Alcohol and metal determination in alcoholic beverages through high-temperature liquid-chromatography coupled to an inductively coupled plasma atomic emission spectrometer

In the present work, an inductively coupled plasma atomic emission spectrometry (ICP-AES) system was used as a high temperature liquid chromatography (HTLC) detector for the determination of alcohols and metals in beverages. For the sake of comparison, a refractive index (RI) detector was also employed for the first time to detect alcohols with HTLC. The organic compounds studied were methanol, ethanol, propan-1-ol and butan-1-ol (in the 10-125 mg/L concentration range) and the elements tested were magnesium, aluminum, copper, manganese and barium at concentrations included between roughly 0.01 and 80 mg/L. Column heating temperatures ranged from 80 to 175 °C and the optimum ones in terms of peak resolution, sensitivity and column lifetime were 125 and 100 °C for the HTLC-RI and HTLC-ICP-AES couplings, respectively. The HTLC-ICP-AES interface design (i.e., spray chamber design and nebulizer type used) was studied and it was found that a single pass spray chamber provided about 2 times higher sensitivities than a cyclonic conventional design. Comparatively speaking, limits of detection for alcohols were of the same order for the two evaluated detection systems (from 5 to 25 mg/L). In contrast, unlike RI, ICP-AES provided information about the content of both organic and inorganic species. Furthermore, temperature programming was applied to shorten the analysis time and it was verified that ICP-AES was less sensitive to temperature changes and modifications in the analyte chemical nature than the RI detector. Both detectors were successfully applied to the determination of short chain alcohols in several beverages such as muscatel, pacharan, punch, vermouth and two different brands of whiskeys (from 10 to 40 g of ethanol/100 g of sample).

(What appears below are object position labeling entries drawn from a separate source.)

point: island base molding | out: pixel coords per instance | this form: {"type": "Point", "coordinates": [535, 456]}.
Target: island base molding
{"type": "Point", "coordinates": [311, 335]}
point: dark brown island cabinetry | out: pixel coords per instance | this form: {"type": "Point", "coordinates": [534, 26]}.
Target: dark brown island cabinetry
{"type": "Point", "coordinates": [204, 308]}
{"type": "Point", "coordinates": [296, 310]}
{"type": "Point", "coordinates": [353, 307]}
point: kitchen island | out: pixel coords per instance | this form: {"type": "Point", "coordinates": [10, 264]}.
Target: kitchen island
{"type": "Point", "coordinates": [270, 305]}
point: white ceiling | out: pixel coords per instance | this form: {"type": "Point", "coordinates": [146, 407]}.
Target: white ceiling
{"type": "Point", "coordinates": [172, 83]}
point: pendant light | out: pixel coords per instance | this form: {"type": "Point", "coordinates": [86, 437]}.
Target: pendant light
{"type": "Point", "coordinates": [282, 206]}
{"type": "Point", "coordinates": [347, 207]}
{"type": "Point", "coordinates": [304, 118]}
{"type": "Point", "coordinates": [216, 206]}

The results of the inorganic elements studied by HTLC-ICP-AES were compared with those obtained using inductively coupled plasma mass spectrometry (ICP-MS) obtaining good agreement between them. Recoveries found for spiked samples were close to 100% for both, inorganic elements (with both HLTC-ICP-AES and ICP-MS) and alcohols (with both HTLC-ICP-AES and HTLC-RI hyphenations).